The end of Hunter / Prey leaves a lot to be desired. Having laid its metapolitical cards on the table as a biologically determinist, racial annihilation tale, Collora and crew clearly could not resolve it. Centauri-7 and Oran part ways, presupposed by the film as moral equivalents, even though this idea has already been completely torpedoed by earlier scenes. Centauri-7 is a weak-minded and impulsive simpleton — he flipflops between being a racial loyalist when it comes to blowing up other peoples, and a racial traitor when his resentment towards his superiors gets the better of him. Unlike the original Planet of the Apes, where the “aliens” were explicitly less intellectually-gifted members of the animal kingdom, Hunter / Prey and all other contemporary sci-fi can only go to the point of showing rather than telling the audience about racial differences. Nonetheless, as Sylax the bounty hunter comments, “Nobody likes Sydonians.”

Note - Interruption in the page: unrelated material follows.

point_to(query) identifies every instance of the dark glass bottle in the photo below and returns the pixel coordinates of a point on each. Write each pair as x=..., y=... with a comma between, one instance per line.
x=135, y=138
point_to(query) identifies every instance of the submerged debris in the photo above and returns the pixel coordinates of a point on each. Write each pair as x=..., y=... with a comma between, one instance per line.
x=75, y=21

Despite its loose ends and at times threadbare content, Hunter / Prey is brisk and entertaining. The previous year, 2009, had seen two major films of the multiculturalized box-office sci-fi genre: District 9 and Avatar, both of which were laden with implausible anti-white tropes. Hunter / Prey is a refreshing contrast in its moral seriousness. As a piece of filmmaking, it’s an outstanding accomplishment that makes use of physical props and attempts to achieve captivating results. Collora comments that “there’s something that’s been lost from the brilliant films of the late ’60s and ’70s in contemporary sci-fi and fantasy, and I want to try and bring that back.” For Star Wars fans looking for fare more like the original Star Wars, this is it. Thematically, it returns sci-fi to where it belongs as a genre: produced by, for, and about white men overcoming the dangers of a threatening universe.
It’s a useful reminder that independent filmmaking need not be constrained by either modern speech rules nor fashions, and that even with a modest sum, creative ambition and determination can produce a work to which the culture at large will respond. Clark Bartram’s Batman, in Collora’s previous eight-minute short, Batman: Dead End, brought a new and believable vision of both the Bat and the Joker to Comic-Con (with Batman donning incredibly fascistic leather gloves to beat up a babbling, narcissistic Joker) which translated in a masterfully comic way to the Bigger (auditorium) Screen, and raised the awareness and hype needed to make Hunter / Prey possible as a movie.
Hunter / Prey itself, whilst not well-known, definitely pulls the zeitgeist away from superhero flummery and towards a harder and more sincere science fiction of the last man standing — more in keeping with the loving fascist pastiche of Starship Troopers than the present day Kosher-Bosher slop served up to “geekdom” audiences. The excellent “Making Of” feature included with it documents the admirable lengths to which the filmmakers went in order to fulfill Sandy’s creative vision. Hunter / Prey shows what can be achieved with ingenuity and dedication, and there is little more inspiring than intrepid heroism and success against the odds.